An AGVS was included in the project, which encompassed moving the wrapping line to the first floor, utilizing the space opened by the previous project, and placing the roll wrapping line adjacent to two of the four paper machines. It also involved bringing in newly configured automated roll wrapping equipment.
The AGVS includes an automatic guided vehicle (AGV), along with a host computer to queue orders, manage traffic, and receive remote inputs from programmable logic controllers (PLCs). The AGVS was incorporated to reduce manpower for the trucking of the rolls from two paper machines to the wrap line. The AGV had the additional benefit of carrying the rolls on roll-shaped forks to eliminate damage previously caused by the clamping of the rolls.
Further, the AGV would be used as a just-in-time delivery tool so that when rolls were produced and presented to the AGV system, it would immediately deliver the product to the wrap line. This would avoid costs associated with repeated product handling by clamp trucks (and the ensuing damage), labor for operation of the clamp truck, maintenance of trucks, and floor space for storage of inventory. It would also result in better mill ergonomics by eliminating the danger associated with clamp truck operations.
It was determined that the best use of the AGV would be to have it carry "sets" of parent rolls grouped together in their largest configuration. This would reduce the number of AGV moves per hour.
Mentor AGVS of Cleveland, Ohio, the North American distributor of vehicles produced by Rocla Robotruck of Jarvenpaa, Finland, supplied the AGVS. By working closely with the Mentor group, Rolland was able to coordinate the supply of a single, laser-guided vehicle to transport roll sets to the newly-configured roll wrapping line.
The vehicle, which is battery powered and based on the required throughput, is able to automatically recharge its onboard batteries when not delivering rolls. This opportunity for charging takes place at a home position that is located near the two paper machine pickup stations that are remotely located.
The vehicle has an industrial laser mounted on the top of the vehicle mast that rotates six times each second and is able to navigate using triangulation principles-taking reflections from stationary targets located at the perimeter of the travel path. This laser guidance required that nothing be installed on Rolland's mill floor. Targets were simple reflective strips mounted on available stationary surfaces to provide positioning accuracies of +/- 1/2 in.
At any time before, during, or after commissioning, Rolland was able to simply change the AGV's path by modifying values in the software tables in the vehicle's central, onboard processor. Changes in this system have been made by sending email changes to the mill maintenance personnel to download.
Since the AGV is driverless, safety was a paramount concern. Onboard safety devices include eye-level emergency stop push buttons that let operators stop the vehicle if necessary, non-contact sensors to slow the vehicle when objects are detected within the programmed distance, and mechanical bumpers that, if tripped, activate the emergency stop circuit and require a manual reset to make sure obstacles are understood and removed from the path. Also, if the vehicle strays from the pre-determined path by more than two inches, the central, onboard processor will stop the vehicle and signal an error.

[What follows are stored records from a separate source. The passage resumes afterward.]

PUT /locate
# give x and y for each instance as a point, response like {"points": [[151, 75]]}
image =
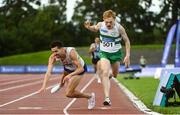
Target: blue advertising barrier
{"points": [[56, 69], [165, 78]]}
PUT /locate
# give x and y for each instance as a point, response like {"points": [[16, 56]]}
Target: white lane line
{"points": [[136, 102], [67, 107], [21, 98], [19, 86]]}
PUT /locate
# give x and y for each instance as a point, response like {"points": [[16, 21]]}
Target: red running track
{"points": [[18, 96]]}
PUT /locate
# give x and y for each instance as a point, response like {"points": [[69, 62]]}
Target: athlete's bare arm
{"points": [[90, 27], [79, 69], [127, 45]]}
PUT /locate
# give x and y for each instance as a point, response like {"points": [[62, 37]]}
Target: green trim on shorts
{"points": [[112, 57]]}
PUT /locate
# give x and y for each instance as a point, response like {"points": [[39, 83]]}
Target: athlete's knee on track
{"points": [[105, 73], [70, 93]]}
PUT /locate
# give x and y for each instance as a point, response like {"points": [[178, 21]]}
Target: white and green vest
{"points": [[110, 39]]}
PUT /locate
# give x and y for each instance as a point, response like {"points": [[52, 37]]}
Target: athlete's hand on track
{"points": [[43, 89], [66, 78], [126, 61], [87, 24]]}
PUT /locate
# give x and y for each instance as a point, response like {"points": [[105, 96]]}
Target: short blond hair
{"points": [[108, 14]]}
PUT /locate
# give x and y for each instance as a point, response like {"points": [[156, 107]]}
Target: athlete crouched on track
{"points": [[74, 68]]}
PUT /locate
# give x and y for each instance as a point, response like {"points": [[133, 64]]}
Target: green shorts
{"points": [[112, 57]]}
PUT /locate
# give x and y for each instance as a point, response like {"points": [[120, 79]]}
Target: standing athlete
{"points": [[111, 33], [74, 68], [94, 51]]}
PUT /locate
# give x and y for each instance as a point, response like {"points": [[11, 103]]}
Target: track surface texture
{"points": [[18, 96]]}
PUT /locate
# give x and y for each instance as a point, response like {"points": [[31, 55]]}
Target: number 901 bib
{"points": [[110, 45]]}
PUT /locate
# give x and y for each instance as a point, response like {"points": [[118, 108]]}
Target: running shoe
{"points": [[98, 78], [55, 88], [107, 101], [91, 101]]}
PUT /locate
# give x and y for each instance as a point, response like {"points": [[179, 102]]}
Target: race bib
{"points": [[107, 42]]}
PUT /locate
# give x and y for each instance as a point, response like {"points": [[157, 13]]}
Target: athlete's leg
{"points": [[105, 68], [115, 68], [71, 91]]}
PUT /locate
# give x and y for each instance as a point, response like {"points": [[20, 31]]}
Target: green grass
{"points": [[38, 58], [145, 89]]}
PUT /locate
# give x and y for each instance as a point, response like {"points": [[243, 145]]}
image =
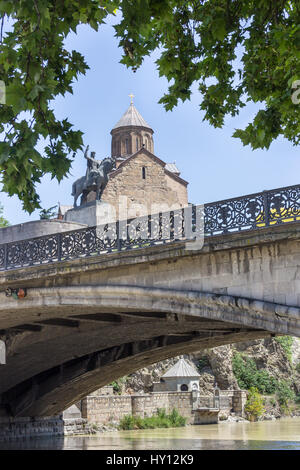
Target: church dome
{"points": [[130, 134], [131, 118]]}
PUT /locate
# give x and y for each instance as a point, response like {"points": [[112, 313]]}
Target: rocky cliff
{"points": [[272, 363]]}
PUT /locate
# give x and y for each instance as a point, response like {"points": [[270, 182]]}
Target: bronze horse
{"points": [[95, 179]]}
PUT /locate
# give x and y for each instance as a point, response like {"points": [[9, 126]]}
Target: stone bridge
{"points": [[87, 320]]}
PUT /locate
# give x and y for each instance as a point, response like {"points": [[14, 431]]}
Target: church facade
{"points": [[141, 183]]}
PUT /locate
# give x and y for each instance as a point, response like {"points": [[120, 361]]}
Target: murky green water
{"points": [[265, 435]]}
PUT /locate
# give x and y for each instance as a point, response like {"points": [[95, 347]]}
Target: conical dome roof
{"points": [[182, 369], [131, 118]]}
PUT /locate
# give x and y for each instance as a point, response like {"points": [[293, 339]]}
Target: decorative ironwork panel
{"points": [[234, 214], [2, 257], [33, 251], [254, 211], [284, 205]]}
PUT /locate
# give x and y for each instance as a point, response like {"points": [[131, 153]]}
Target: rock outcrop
{"points": [[215, 366]]}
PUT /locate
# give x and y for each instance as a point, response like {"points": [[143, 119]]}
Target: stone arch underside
{"points": [[65, 342]]}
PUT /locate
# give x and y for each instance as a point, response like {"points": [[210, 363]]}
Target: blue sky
{"points": [[216, 165]]}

In addition, warning horns and flashing lights signal operators when the vehicle is nearby, and fail-safe brakes are held off electrically and spring on in the event of a power failure.

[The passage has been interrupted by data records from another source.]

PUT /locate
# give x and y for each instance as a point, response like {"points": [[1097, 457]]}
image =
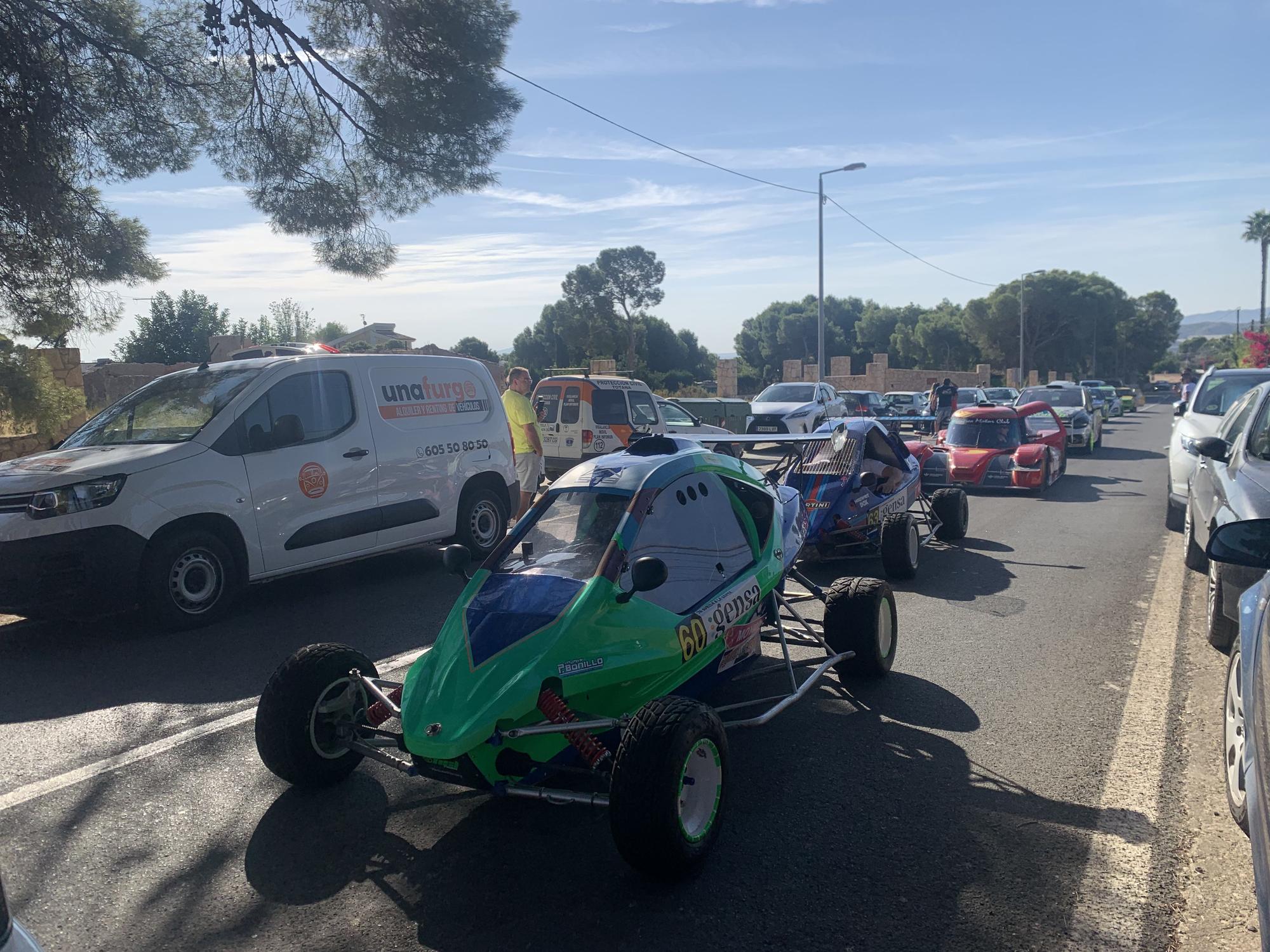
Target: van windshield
{"points": [[168, 411]]}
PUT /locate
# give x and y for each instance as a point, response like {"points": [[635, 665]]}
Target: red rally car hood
{"points": [[968, 465]]}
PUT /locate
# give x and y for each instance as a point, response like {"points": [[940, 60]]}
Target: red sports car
{"points": [[1004, 447]]}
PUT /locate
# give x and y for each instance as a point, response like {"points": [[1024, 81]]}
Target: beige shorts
{"points": [[529, 472]]}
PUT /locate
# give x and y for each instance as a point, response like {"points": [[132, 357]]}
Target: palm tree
{"points": [[1257, 228]]}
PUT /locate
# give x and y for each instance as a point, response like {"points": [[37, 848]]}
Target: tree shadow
{"points": [[388, 605], [877, 833]]}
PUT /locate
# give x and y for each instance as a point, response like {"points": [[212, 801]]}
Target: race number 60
{"points": [[693, 637]]}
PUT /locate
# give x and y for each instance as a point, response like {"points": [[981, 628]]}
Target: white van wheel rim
{"points": [[483, 524], [700, 790], [196, 581], [886, 634], [1235, 738]]}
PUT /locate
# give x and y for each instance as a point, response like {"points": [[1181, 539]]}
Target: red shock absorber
{"points": [[557, 711], [379, 713]]}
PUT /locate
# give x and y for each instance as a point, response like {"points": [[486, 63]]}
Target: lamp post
{"points": [[1023, 371], [820, 300]]}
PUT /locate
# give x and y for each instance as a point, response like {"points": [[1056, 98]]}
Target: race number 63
{"points": [[693, 637]]}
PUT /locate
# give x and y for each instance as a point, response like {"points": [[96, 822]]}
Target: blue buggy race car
{"points": [[850, 515]]}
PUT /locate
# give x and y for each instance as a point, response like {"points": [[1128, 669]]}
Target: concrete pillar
{"points": [[726, 376]]}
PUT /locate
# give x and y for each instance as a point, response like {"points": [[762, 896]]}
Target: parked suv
{"points": [[1217, 393], [217, 477]]}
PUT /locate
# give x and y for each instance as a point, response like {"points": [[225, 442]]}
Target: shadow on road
{"points": [[893, 840], [384, 606]]}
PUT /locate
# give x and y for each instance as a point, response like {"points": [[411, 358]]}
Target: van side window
{"points": [[693, 529], [547, 404], [307, 408], [571, 409], [643, 409], [609, 407]]}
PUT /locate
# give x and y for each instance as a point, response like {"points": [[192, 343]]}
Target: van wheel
{"points": [[482, 521], [189, 579]]}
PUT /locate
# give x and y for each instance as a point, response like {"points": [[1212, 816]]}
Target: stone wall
{"points": [[64, 364], [881, 376]]}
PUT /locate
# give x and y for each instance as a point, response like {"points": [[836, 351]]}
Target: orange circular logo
{"points": [[313, 480]]}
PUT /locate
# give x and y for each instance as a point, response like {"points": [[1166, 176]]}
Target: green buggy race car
{"points": [[572, 666]]}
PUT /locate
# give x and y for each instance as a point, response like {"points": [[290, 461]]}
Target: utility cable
{"points": [[735, 172]]}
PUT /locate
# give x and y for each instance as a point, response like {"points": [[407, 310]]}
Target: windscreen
{"points": [[985, 432], [1221, 390], [168, 411], [787, 394], [570, 538], [1055, 397]]}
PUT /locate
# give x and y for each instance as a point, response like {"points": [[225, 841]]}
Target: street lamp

MORE EFFICIENT OPERATIONS. The AGV communicates via spread spectrum radio with a Windows NT-based stationary operator control station located near the roll wrapping line. The stationary controller takes inputs from bar code information through a PLC link as each roll comes from the paper machines. The PLC inputs also indicate how many rolls are to be grouped together for transport.
All rolls are picked up and deposited from floor-level, so there are no conveyors or other equipment mounted above the mill floor. At the new wrapping line, rolls are individually deposited and centered on a roll kicking station. This four-directional centering permits close spacing of the rolls on the wrap line and, thus, higher wrap line throughputs.
Because the rolls vary in diameter from 36 in. to 60 in., the AGV had to be equipped with automatic, adjustable roll forks. These contoured forks are powered by onboard hydraulics and controlled with sensors that stop the forks from traversing inward when the roll is in close proximity. Product damage is avoided, because, when in proximity, the mast lifts the roll gently off the floor for transport.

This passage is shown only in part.